Number Of Ingredients 10

3 sheets wax paper
1 (8 ounce) jar raspberry preserves
6 eggs
1 1/2 cups butter (DO NOT use margarine)
4 1/2 teaspoons almond extract
1 1/2 cups all-purpose flour
6 ounces semi-sweet chocolate chips
10 drops red food coloring
10 drops green food coloring
1 1/2 cups sugar

Steps:

  • Beat eggs, add melted butter, almond extract, sugar, and flour. (Let the melted butter cool a bit before adding it to the beaten eggs).
  • In 3 bowls, evenly divide batter. Leave 1 bowl white, 1 bowl red, and 1 bowl green.
  • Place each batter in a very shallow pan-seperately.(I use aluminum pans from Waldbaums. They are the size of a loaf, but not as deep. They come in a package of 3-which is what you need). Bake at 350 for 10-12 minutes- approximately.
  • Put red layer on top of wax paper. Spread raspberry preserves on layer. Take white layer, place on top of the red layer and spread preserves. Take the green layer, place it on the white. Spread the melted chocolate chips on the top.
  • Place in the freezer, just long enough for the chocolate to harden. When hardend, take out and do the same on the other side.
  • Take out carefully and slice into bars. Whole pieces can be frozen and sliced when needed.
  • ****NOTES****.
  • While the 1st side of the bar is hardening, you can start the whole process over because you will have enough batter and melted chips for a 2nd bar of cookies. ALSO Add some oil to melting chocolate chips to keep it from clumping together (if needed).
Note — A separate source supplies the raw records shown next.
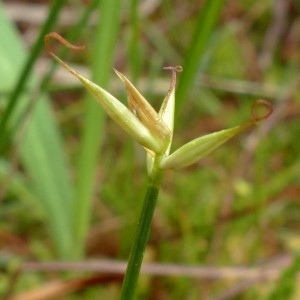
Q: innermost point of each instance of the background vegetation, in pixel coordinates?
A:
(71, 182)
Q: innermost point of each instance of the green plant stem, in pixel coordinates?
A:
(141, 238)
(36, 50)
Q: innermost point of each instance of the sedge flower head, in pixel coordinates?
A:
(154, 130)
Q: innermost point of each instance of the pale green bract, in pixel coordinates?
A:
(152, 130)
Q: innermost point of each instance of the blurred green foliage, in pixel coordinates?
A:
(239, 206)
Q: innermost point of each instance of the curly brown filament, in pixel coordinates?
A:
(255, 114)
(174, 71)
(56, 36)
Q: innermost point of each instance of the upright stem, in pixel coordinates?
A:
(141, 238)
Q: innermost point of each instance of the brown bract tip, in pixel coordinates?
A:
(174, 70)
(261, 110)
(56, 36)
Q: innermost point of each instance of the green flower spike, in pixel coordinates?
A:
(154, 131)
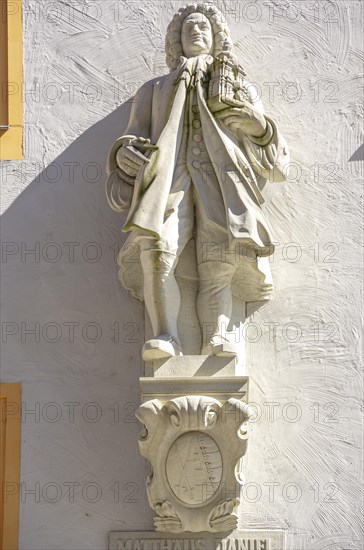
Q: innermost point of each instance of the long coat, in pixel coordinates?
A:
(232, 197)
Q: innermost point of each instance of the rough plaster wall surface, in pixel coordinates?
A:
(82, 474)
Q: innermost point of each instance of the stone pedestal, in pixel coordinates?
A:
(195, 413)
(245, 539)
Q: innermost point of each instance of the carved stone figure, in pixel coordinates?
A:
(194, 158)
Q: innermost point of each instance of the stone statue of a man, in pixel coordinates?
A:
(195, 155)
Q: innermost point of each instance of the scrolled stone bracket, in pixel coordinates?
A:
(194, 444)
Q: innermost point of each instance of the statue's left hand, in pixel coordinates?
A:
(246, 119)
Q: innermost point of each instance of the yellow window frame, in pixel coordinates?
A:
(10, 427)
(11, 80)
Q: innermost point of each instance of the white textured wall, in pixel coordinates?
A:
(82, 61)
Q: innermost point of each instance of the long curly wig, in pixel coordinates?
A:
(220, 29)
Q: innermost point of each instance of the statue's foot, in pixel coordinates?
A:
(161, 347)
(220, 348)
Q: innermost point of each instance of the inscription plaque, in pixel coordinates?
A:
(194, 467)
(244, 539)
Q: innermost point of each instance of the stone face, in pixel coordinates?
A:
(190, 167)
(194, 445)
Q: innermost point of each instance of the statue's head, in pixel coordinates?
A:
(196, 29)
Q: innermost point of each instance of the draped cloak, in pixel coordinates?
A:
(232, 198)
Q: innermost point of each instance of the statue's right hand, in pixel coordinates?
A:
(130, 160)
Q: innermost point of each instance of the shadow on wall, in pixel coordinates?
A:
(60, 243)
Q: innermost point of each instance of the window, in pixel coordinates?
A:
(10, 426)
(11, 80)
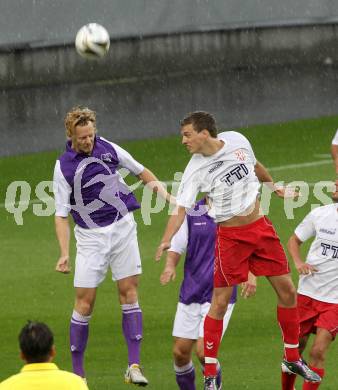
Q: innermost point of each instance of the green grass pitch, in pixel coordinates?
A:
(250, 353)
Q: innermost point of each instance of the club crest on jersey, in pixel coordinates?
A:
(240, 155)
(106, 157)
(235, 174)
(217, 165)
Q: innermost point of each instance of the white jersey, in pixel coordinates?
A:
(335, 139)
(227, 177)
(321, 223)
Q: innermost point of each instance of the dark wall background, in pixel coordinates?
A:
(248, 62)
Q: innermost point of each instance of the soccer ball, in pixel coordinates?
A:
(92, 41)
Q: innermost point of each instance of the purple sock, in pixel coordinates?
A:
(132, 330)
(79, 330)
(185, 376)
(219, 376)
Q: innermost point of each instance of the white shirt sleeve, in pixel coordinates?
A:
(62, 191)
(179, 242)
(189, 188)
(126, 159)
(306, 229)
(335, 139)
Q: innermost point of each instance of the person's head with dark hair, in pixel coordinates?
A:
(36, 342)
(201, 120)
(199, 133)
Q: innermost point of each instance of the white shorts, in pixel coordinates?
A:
(113, 246)
(189, 320)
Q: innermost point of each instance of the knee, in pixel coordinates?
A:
(181, 357)
(219, 307)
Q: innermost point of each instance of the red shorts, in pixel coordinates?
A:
(255, 247)
(315, 314)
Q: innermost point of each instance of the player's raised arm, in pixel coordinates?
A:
(149, 179)
(178, 246)
(63, 235)
(169, 272)
(264, 177)
(173, 225)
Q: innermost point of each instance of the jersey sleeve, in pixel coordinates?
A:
(335, 139)
(62, 191)
(127, 160)
(180, 240)
(306, 229)
(240, 140)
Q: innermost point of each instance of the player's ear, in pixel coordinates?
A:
(205, 132)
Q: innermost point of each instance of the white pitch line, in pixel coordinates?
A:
(272, 169)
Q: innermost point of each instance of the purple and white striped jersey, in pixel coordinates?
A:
(90, 188)
(197, 237)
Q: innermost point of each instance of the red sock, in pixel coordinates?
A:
(314, 386)
(288, 381)
(212, 338)
(288, 319)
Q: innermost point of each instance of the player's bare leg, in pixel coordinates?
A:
(213, 326)
(288, 319)
(132, 328)
(184, 368)
(317, 354)
(79, 326)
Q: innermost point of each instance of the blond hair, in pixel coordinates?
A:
(78, 116)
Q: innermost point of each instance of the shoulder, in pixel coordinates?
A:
(7, 383)
(232, 136)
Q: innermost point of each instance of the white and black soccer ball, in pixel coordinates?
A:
(92, 41)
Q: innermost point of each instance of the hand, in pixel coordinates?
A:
(287, 192)
(63, 265)
(305, 269)
(162, 247)
(167, 275)
(248, 289)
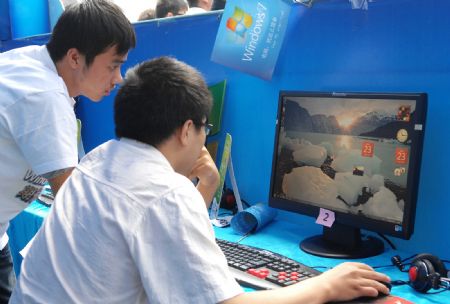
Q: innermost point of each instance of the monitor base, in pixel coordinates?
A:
(367, 247)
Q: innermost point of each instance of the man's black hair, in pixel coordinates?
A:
(163, 7)
(159, 96)
(92, 27)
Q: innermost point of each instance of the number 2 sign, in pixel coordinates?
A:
(325, 218)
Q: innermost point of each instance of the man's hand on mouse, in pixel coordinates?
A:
(352, 280)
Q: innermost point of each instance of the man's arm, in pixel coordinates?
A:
(208, 176)
(57, 178)
(344, 282)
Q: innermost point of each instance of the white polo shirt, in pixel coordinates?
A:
(126, 228)
(38, 130)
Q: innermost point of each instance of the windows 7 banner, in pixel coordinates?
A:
(250, 35)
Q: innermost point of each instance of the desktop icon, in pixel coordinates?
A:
(404, 113)
(401, 156)
(367, 149)
(402, 135)
(399, 171)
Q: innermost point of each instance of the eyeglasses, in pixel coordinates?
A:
(208, 128)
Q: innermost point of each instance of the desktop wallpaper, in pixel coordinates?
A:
(345, 154)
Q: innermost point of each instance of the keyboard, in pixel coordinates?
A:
(263, 269)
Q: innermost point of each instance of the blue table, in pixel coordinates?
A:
(284, 238)
(279, 236)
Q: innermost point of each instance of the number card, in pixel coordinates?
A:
(325, 218)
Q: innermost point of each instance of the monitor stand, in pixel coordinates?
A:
(342, 242)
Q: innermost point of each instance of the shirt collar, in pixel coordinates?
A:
(48, 62)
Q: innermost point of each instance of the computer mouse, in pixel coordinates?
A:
(388, 285)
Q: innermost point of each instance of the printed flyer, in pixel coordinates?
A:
(250, 35)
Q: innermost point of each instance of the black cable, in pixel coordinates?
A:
(388, 241)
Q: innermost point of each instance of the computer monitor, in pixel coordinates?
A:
(352, 156)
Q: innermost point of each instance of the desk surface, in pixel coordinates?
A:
(284, 238)
(279, 236)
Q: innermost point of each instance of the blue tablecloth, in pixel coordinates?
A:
(22, 229)
(279, 236)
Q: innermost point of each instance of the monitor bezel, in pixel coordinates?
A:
(366, 223)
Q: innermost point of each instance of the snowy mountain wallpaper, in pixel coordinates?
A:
(345, 154)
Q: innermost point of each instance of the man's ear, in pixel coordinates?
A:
(185, 132)
(74, 58)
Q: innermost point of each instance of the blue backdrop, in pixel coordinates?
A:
(395, 46)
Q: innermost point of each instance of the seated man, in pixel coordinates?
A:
(129, 226)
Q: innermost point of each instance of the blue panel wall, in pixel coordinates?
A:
(395, 46)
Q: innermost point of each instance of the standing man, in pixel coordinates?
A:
(129, 226)
(38, 129)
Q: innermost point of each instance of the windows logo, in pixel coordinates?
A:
(239, 22)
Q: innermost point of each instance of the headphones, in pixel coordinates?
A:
(426, 272)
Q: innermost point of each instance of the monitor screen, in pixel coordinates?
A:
(354, 157)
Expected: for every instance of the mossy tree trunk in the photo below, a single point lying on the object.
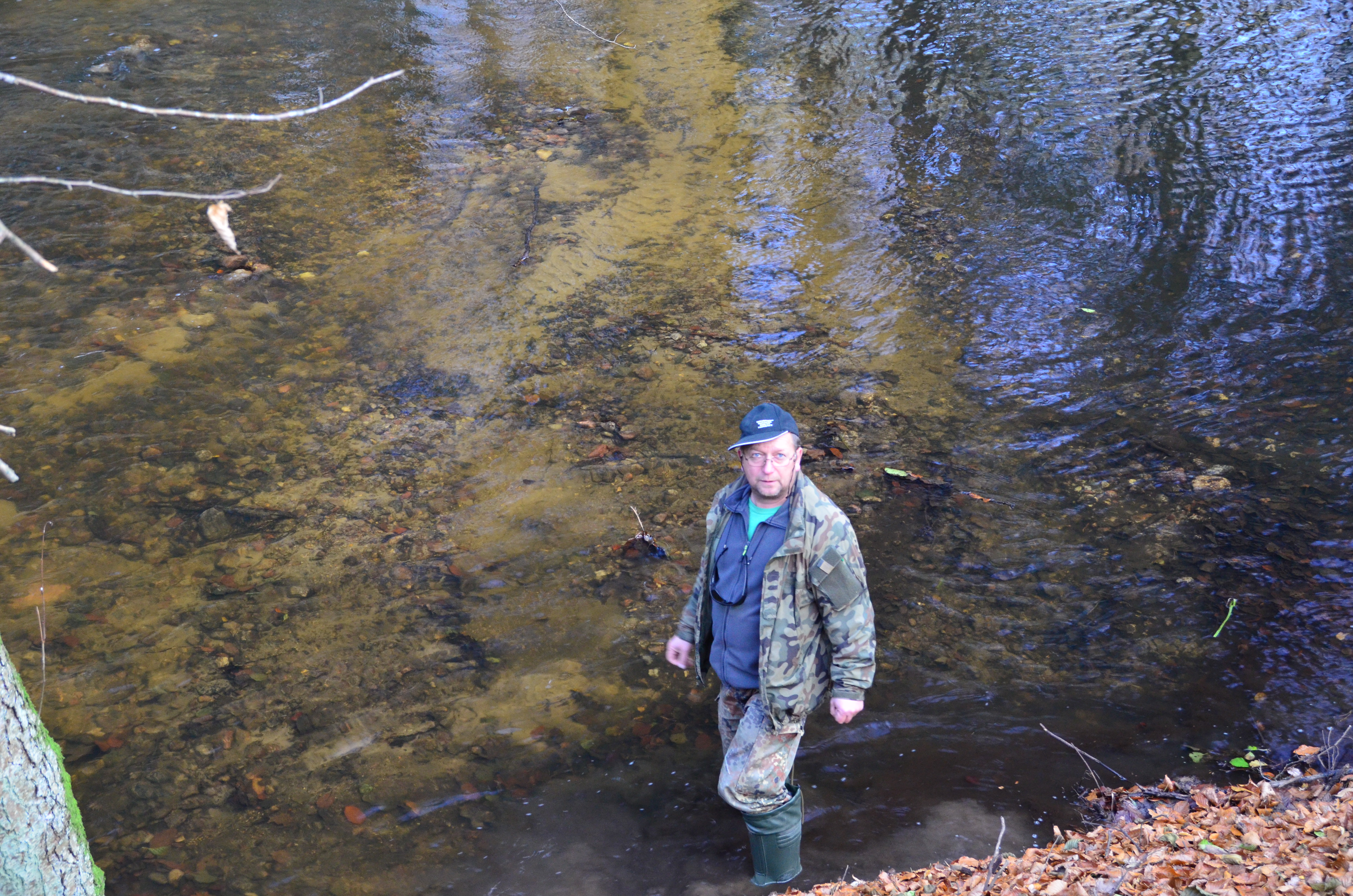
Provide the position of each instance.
(43, 842)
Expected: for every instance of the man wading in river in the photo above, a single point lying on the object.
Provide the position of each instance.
(781, 612)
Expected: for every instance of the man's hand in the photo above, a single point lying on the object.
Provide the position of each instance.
(678, 654)
(842, 710)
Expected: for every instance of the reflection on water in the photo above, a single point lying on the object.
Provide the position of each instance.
(335, 604)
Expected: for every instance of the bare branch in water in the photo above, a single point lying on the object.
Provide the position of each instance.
(616, 43)
(33, 254)
(6, 470)
(1084, 757)
(218, 214)
(189, 113)
(171, 194)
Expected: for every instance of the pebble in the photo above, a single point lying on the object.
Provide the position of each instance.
(1212, 484)
(186, 319)
(214, 524)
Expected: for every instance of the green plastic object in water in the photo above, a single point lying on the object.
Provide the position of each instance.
(776, 837)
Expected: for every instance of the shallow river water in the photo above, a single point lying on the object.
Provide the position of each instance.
(332, 587)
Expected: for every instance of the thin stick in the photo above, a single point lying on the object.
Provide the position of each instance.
(43, 614)
(628, 47)
(1231, 608)
(1083, 754)
(996, 859)
(171, 194)
(1312, 779)
(33, 254)
(6, 470)
(189, 113)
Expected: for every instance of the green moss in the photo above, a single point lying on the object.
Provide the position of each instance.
(76, 821)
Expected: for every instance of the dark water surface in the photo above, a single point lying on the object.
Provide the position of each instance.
(335, 535)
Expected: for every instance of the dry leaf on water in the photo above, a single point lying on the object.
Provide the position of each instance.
(218, 214)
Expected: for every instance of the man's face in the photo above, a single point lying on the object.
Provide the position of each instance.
(772, 467)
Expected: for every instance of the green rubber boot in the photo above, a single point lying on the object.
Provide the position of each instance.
(776, 838)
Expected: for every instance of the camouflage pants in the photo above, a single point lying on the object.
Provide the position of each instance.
(757, 761)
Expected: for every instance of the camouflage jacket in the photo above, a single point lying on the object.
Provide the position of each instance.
(817, 619)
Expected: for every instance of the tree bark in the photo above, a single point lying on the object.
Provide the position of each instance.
(43, 841)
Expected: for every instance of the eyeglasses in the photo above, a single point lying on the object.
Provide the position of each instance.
(758, 459)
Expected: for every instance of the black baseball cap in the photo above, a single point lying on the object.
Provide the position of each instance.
(765, 423)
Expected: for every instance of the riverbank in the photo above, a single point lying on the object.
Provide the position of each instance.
(1205, 840)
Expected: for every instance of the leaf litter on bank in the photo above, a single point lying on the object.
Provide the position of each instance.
(1165, 841)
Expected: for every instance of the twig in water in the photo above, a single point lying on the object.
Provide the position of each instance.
(1330, 754)
(33, 254)
(6, 470)
(565, 10)
(1313, 779)
(996, 859)
(1083, 756)
(1231, 608)
(190, 113)
(43, 614)
(535, 216)
(171, 194)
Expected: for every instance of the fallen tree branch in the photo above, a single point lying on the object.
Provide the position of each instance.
(996, 859)
(172, 194)
(1083, 756)
(189, 113)
(562, 9)
(33, 254)
(1313, 779)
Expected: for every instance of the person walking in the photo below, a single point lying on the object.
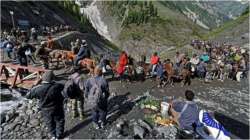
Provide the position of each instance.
(51, 103)
(97, 93)
(74, 90)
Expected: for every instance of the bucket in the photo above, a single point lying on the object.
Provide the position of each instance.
(164, 109)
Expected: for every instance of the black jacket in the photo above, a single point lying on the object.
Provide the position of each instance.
(49, 95)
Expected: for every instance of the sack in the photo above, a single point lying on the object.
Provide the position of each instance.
(95, 94)
(71, 90)
(28, 52)
(216, 129)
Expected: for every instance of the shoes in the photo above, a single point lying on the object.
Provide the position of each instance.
(102, 125)
(96, 126)
(82, 117)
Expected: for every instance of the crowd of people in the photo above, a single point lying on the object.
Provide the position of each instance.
(214, 61)
(23, 45)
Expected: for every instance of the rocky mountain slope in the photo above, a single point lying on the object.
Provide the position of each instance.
(208, 14)
(52, 13)
(140, 27)
(235, 31)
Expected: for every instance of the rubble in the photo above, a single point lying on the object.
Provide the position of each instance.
(25, 121)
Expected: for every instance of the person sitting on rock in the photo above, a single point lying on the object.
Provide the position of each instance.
(154, 61)
(51, 103)
(160, 74)
(97, 93)
(185, 113)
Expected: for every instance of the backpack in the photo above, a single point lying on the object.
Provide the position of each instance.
(96, 95)
(71, 90)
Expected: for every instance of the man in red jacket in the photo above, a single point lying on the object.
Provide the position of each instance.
(123, 61)
(153, 61)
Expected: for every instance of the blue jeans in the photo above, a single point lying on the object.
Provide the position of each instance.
(99, 114)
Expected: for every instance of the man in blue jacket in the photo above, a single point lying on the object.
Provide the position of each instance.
(84, 52)
(51, 103)
(97, 93)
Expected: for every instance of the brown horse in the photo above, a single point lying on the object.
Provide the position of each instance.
(88, 63)
(61, 55)
(170, 72)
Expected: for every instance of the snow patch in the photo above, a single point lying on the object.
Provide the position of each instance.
(93, 14)
(191, 15)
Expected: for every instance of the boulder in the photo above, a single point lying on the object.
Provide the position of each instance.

Nutrition Facts : Calories 782.7, Fat 44.9, SaturatedFat 26.8, Cholesterol 250.1, Sodium 310.3, Carbohydrate 90, Fiber 2.2, Sugar 64.3, Protein 8.5

SEVEN LAYER (RAINBOW) COOKIES



SEVEN LAYER (RAINBOW) COOKIES image

Categories     Nut

Number Of Ingredients 11

4 large eggs, separated
1 cup sugar
1 (8-oz) can almond paste
2 1/2 sticks (1 1/4 cups) unsalted butter, softened
1 teaspoon almond extract
2 cups all-purpose flour
1/2 teaspoon salt
25 drops red food coloring
25 drops green food coloring
1 (12-oz) jar apricot preserves, heated and strained or 1/2 apricot & 1/2 raspberry
7 oz fine-quality bittersweet chocolate (not unsweetened), chopped

Steps:

  • Preheat oven to 350°F. Butter 3, 13x9 inch jelly roll pans and line bottom with wax or parchment paper, leaving a 2-inch overhang on 2 ends and butter paper. Beat whites in mixer fitted with whisk attachment at med-high until they just hold stiff peaks. Add 1/4 cup sugar a little at a time, beating at high speed until whites hold stiff, slightly glossy peaks. Transfer to another bowl. With paddle attachment, beat almond paste and remaining 3/4 cup sugar until well blended, about 3 minutes. Add butter and beat until pale and fluffy, about 3 minutes. Add yolks and almond extract and beat until combined well, about 2 minutes. At low speed, add flour and salt until just combined. Fold half of egg white mixture into almond mixture to lighten, then fold in remaining whites gently but thoroughly. Divide batter among 3 bowls. Color 1 red, and 1 green, and leave 1 plain. Pour each batter into prepared pans and spread evenly. Bake 8-10 minutes, until just set, rotating pans half way through. Transfer layers to a rack to cool. When all layers are cool, invert green onto a wax-paper-lined baking sheet. Discard paper and spread with half of preserves (or just apricot). Invert white on top of green layer, discarding paper. Spread with remaining preserves (or just raspberry). Invert red layer on top of white layer and discard paper.Cover with plastic wrap and weight with a large baking pan. Chill 8+ hours. Remove weight and plastic wrap. Bring to room temperature. Melt chocolate in a double boiler over barely simmering water, stirring until smooth. Remove from heat. Keep chocolate over water. Trim edges of assembled layers with a long serrated knife. Spread half of chocolate in a thin layer on top of cake. Chill, uncovered, until chocolate is firm, about 15 minutes. Cover with another sheet of wax paper and invert cake onto another sheet pan and remove paper. Spread with remaining chocolate. Chill until firm, about 30 minutes. Cut into squares.